Cafitória Zunguze, responsável pelo Gabinete de Atendimento a Mulher e Criança no Comando Distrital da PRM em Massingir, contou que, no distrito, dificilmente se pode falar de uniões prematuras sem fazer a conexão com a pobreza.
“Muitas vezes, há uma relação directa entre os dois males. É que, na maioria das vezes, as pessoas com algum poder económico aliciam toda gente, desde as raparigas, os pais, líderes comunitários e até aos secretários dos bairros. As raparigas ambicionam viver numa casa de alvenaria, com duas, três viaturas, mesmo que para tal seja a quarta esposa.
O mesmo acontece com os pais e os encarregados da educação que ignoram o futuro da rapariga porque o mais importante é viver bem naquele momento”, explicou.
Zunguze contou que grande parte das comunidades que vivem no distrito de Massingir são pobres e, quando aparece alguém com dinheiro a pretender uma menor para casar, os pais cedem sem questionamentos e escondem o acto as autoridades.
A nossa fonte teme que todos ganhos que vinham sendo conquistados com a sensibilização feita pela sociedade civil e com a implementação da Lei 19/2019 fracassem devido a pandemia da Covid-19 porque a pandemia desocupou a rapariga que já não vai a escola ou não participa em campanhas de educação além de muitas famílias estarem a empobrecer cada vez mais devido ao encerramento das fontes de renda.

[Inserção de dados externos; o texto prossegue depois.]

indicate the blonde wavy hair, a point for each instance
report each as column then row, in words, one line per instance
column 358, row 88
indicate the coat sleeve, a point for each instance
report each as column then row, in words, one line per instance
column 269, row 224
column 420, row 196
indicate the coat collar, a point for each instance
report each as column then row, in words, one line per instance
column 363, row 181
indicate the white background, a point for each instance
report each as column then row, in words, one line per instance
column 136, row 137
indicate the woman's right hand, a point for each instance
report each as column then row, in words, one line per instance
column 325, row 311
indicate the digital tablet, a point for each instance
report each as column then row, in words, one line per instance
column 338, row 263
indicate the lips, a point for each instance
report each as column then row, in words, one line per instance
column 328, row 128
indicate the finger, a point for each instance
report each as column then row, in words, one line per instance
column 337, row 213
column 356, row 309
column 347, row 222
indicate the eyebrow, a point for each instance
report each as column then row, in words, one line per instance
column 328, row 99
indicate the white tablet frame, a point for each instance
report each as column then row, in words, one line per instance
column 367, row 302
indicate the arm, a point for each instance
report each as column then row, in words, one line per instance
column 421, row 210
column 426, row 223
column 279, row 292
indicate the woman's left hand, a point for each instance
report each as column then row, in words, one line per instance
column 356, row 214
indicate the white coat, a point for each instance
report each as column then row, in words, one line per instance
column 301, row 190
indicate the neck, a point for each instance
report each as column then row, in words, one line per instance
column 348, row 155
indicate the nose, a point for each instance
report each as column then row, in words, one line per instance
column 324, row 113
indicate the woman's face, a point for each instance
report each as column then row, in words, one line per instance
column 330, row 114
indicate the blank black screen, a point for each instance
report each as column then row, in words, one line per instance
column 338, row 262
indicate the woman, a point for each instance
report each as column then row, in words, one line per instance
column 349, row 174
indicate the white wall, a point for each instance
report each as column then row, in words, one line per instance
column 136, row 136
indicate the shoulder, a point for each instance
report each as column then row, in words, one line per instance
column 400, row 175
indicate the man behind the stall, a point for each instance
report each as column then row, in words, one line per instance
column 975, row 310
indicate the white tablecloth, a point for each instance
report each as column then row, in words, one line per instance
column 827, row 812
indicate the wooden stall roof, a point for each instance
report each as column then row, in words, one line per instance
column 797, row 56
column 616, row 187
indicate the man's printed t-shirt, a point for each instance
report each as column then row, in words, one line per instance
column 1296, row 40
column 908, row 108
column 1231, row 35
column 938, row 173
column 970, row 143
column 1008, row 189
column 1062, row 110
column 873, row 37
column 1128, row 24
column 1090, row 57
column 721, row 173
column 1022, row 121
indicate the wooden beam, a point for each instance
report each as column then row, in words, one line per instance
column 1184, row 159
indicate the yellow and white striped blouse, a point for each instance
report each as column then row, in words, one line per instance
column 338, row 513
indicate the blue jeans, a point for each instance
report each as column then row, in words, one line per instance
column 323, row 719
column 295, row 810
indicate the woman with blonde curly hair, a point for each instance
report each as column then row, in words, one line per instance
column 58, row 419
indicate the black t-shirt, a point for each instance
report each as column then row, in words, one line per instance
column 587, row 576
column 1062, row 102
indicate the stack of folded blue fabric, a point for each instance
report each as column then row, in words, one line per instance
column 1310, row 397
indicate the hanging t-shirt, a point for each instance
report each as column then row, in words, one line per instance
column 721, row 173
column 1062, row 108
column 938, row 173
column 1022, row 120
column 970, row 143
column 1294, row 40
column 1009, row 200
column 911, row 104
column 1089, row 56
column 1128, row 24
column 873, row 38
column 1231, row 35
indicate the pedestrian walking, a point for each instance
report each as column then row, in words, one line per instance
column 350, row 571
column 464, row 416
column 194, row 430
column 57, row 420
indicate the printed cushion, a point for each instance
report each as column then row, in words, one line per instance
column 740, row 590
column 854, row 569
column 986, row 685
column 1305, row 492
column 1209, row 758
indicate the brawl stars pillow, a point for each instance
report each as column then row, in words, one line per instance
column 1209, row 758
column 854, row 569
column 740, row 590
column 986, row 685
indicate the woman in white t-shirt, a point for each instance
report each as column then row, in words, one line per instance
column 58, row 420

Sérgio Moiane, administrador de Massingir, olha as uniões prematuras como entraves ao desenvolvimento do distrito, mas que é um mal facilmente aceite pela sociedade local. Diz, por exemplo, que, em 2019, mais de 250 raparigas desistiram da escola devido as uniões prematuras.
No entender de Moiane, é urgente que o povo de Massingir se livre deste imbróglio sob o risco de retardar ainda mais o desenvolvimento da rapariga e do distrito.
“Como cidadãos devemos saber que a criança não é moeda de troca. O lugar da criança é na escola. O Governo vai continuar a envidar esforços no sentido de garantir o respeito pelos direitos da criança e os prevaricadores serão devidamente punidos pelos seus males”, disse.
Recordou que, no caso concreto do seu distrito, há algumas práticas tradicionais que também incentivam uniões antes da idade desejada.
“Já identificamos o problema, agora precisamos de encontrar soluções. Queremos que toda gente contribua nesta empreitada. Toda sociedade deve se envolver nesta luta. Não podemos ficar acomodados na cultura. Gravidez fora da idade tem consequências na saúde e na vida da criança. Hipotecar a vida da criança é colocar em causa o futuro da nação. A sociedade civil deve ser o nosso principal parceiro nesta luta”, advertiu.

Segundo dados do UNICEF. Mais de 700 milhões de mulheres casaram-se ou uniram-se maritalmente antes de 18 anos, em todo o mundo. A eclosão da Covid-19 pode agravar o quadro das uniões prematuras em Moçambique e no mundo uma vez que as raparigas estão em casa e as famílias enfrentam carências relacionadas com o abrandamento das actividades económicas e o confinamento.

Para mitigar esta situação, é necessário o envolvimento do Governo, sociedade civil e de todos os actores vivos da sociedade no combate a este mal.
Em tempos da Covid 19, há que continuar a educar as raparigas, sensibilizar os pais e toda comunidade sobre o impacto negativo das uniões prematuras.
É pertinente a disseminação de informação sobre os riscos que a pandemia representa na verificação dos direitos das crianças, sobre as medidas de prevenção que as raparigas devem tomar e a divulgação dos mecanismos de apoio e de denúncia de qualquer acto de violação dos direitos das crianças.